C’erano 63 chili di germogli di soia ad alto rischio di intossicazione, 121 chili di carne di maiale, 13 chili di pesce e 62 chili di carne di pollo in fase di scongelamento. Gli alimenti erano il carico di un camion sequestrato a San Donato di San Miniato.

 

Alla guida del mezzo, fermato dagli agenti della polizia municipale di San Miniato durante un normale controllo, c’era un cittadino cinese. Appena l’uomo ha mostrato la merce che trasportava è stato evidente che i generi alimentari non rispettavano le norme in materia di trasporto a temperatura controllata: gli alimenti congelati, infatti, devono essere trasportati senza che venga interrotta la catena del freddo, mentre tutta la merce trasportata sul camion era in fase di scongelamento. Alto il rischio anche per i germogli di soia che, se non vengono trasportati a temperatura controllata, possono causare serie intossicazioni.
A verificare il trasporto del carico, insieme alla polizia municipale, sono stati i medici dell’unità funzionale sanità pubblica e veterinaria e sicurezza alimentare della Ausl 11, che hanno accertato numerose irregolarità sanzionabili con una multa che va da 2mila a 6mila euro. La merce, dopo il sequestro, è stata distrutta.
“Abbiamo intensificato i controlli sul territorio con due pattuglie impegnate quotidianamente in due turni, la mattina e il pomeriggio – spiega il comandante della Municipale Dario Pancanti -. Oltre alle violazioni del codice della strada, cerchiamo di intercettare anche il trasporto irregolare di merci, soprattutto quelle destinate al mercato alimentare, mettendo in campo pattuglie specializzate”.

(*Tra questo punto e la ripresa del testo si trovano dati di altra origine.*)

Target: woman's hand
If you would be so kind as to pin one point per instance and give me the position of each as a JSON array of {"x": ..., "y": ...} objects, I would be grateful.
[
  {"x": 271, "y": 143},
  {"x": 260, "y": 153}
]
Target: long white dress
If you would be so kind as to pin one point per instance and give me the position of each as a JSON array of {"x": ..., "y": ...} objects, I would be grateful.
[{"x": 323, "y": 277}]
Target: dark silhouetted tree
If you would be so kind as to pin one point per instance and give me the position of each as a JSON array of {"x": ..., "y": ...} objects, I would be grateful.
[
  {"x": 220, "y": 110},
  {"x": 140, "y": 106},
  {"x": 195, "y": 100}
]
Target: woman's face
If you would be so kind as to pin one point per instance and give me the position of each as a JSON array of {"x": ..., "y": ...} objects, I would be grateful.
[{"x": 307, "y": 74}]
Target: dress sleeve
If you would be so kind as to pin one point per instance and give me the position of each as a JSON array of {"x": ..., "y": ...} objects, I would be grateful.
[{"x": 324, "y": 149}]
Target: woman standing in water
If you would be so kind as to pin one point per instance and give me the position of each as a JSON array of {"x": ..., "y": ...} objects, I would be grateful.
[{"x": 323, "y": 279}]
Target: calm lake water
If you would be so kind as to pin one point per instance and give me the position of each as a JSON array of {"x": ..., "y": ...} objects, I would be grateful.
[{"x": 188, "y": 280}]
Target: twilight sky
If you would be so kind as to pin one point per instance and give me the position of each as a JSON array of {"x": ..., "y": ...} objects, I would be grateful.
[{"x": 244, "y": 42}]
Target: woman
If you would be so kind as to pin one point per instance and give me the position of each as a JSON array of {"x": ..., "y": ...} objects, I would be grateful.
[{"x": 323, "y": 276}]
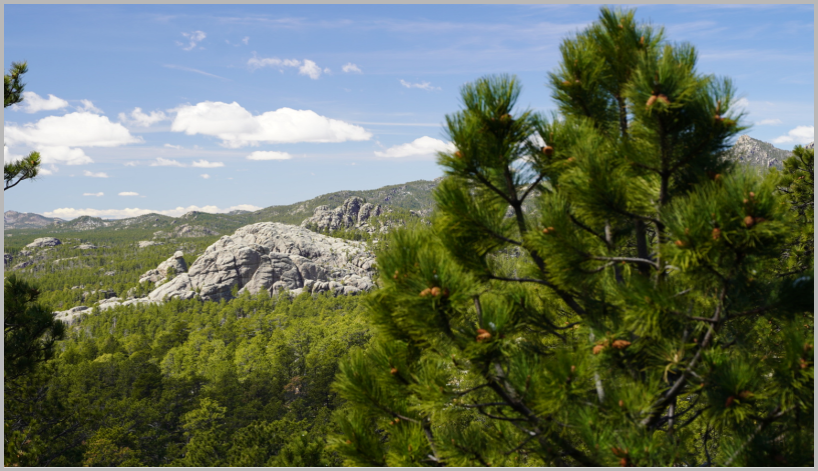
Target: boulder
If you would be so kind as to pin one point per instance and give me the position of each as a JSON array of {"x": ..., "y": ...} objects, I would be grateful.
[
  {"x": 353, "y": 213},
  {"x": 174, "y": 265},
  {"x": 72, "y": 315},
  {"x": 272, "y": 257},
  {"x": 45, "y": 242}
]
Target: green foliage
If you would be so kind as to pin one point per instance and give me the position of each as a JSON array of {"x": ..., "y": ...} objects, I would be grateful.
[
  {"x": 28, "y": 167},
  {"x": 635, "y": 317},
  {"x": 239, "y": 383},
  {"x": 30, "y": 330}
]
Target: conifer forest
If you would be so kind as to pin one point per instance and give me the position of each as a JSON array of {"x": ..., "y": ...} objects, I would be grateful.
[{"x": 596, "y": 287}]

“L’incremento dei controlli sul territorio permette ai nostri vigili di intercettare situazioni ad alto rischio come quella che è stata individuata a San Donato – commenta il sindaco di San Miniato, Vittorio Gabbanini -. Purtroppo è molto frequente il trasporto di alimenti nel mancato rispetto delle norme, cibi che sono destinati a ristoranti, bar e altri esercizi del Comprensorio e non solo e che diventano potenzialmente molto pericolosi. Fermare il fenomeno all’origine, grazie alla preziosa collaborazione con il dipartimento di sicurezza alimentare della Asl, ci permette di essere efficienti e di individuare i responsabili, evitando così spiacevoli conseguenze”.